C’est une vision que rejette justement CAF. “La démarche de ce mardi vise à vérifier la légalité d’une procédure d’adjudication et le suivi correct de l’attribution. Les ASBL ne démontrent pas un intérêt à intervenir, à obtenir ce marché. Nous contestons l’objet social avancé qui est beaucoup trop large”, a expliqué le représentant du constructeur ibérique.

Un point de vue que rejoint l’auditeur du Conseil d’État qui, à l’issue des plaidoiries tenues en matinée, a indiqué que l’intervention des quatre associations dans cette affaire devait être considérée comme irrecevable car elles n’entrent pas en ligne de compte pour une procédure de marché public.

Le conseil des ASBL ne semblait pas résigné après le constat de l’auditeur. “Nous déplorons que les associations soient mises de côté; à nos yeux le respect des droits humains doit être une question primordiale.” L’avocat estime que la démarche des ASBL doit tout de même constituer un signal fort pour la compagnie. “La SNCB ne doit pas considérer que c’est fini. L’auditeur a dit qu’avant désignation définitive, elle va devoir réaliser une analyse en profondeur sur les liens entre CAF et les droits humains.”

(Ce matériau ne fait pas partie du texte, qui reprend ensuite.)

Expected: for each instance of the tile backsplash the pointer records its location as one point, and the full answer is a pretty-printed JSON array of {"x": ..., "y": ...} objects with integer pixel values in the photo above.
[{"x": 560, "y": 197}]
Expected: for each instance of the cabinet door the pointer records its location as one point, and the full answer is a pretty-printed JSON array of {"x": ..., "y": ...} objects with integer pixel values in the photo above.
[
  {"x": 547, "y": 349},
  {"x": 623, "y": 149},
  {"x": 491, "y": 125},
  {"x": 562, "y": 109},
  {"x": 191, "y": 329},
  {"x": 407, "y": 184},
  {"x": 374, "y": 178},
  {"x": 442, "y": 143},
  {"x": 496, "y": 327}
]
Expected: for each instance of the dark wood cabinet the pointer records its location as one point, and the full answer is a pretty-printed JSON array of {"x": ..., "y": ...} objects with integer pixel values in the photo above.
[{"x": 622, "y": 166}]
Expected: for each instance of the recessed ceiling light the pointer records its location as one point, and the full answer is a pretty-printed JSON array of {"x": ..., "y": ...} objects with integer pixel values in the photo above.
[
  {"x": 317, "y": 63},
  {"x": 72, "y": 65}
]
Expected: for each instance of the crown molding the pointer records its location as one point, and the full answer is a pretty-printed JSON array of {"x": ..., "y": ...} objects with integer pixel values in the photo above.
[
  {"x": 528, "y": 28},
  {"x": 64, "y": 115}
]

Mehdi Sahli, de l’ASBL Intal, nourrissait également des sentiments mitigés mardi soir. “On entend le caractère technique de la procédure mais cela reste un mauvais signal envoyé par l’auditeur. Nous, on sait que nos arguments sont valides avec ce qu’il se passe là-bas.” Intal va suivre de près la suite du dossier et l’enquête que la SNCB va mener auprès de CAF concernant les droits humains au Moyen-Orient.

Réactions politiques

Le choix de CAF avait aussi suscité de vives réactions politiques et syndicales. En Belgique, le groupe français dispose en effet de deux centres d’excellence à Charleroi et d’un site de fabrication à Bruges (ex-Bombardier). Les 600 travailleurs de la Venise du Nord s’inquiètent pour l’avenir de l’usine si un tel contrat leur filait entre les doigts.

Une trentaine de militants FGTB et CSC s’étaient d’ailleurs rassemblés mardi matin devant le siège du Conseil d’État, square Frère-Orban à Bruxelles.

L’avis de l’auditeur est généralement suivi par le Conseil d’Etat. L’instance doit se prononcer dans les prochains jours. Mercredi, une nouvelle audience est prévue, devant des conseillers néerlandophones cette fois, qui se pencheront sur le recours en annulation introduit par Siemens.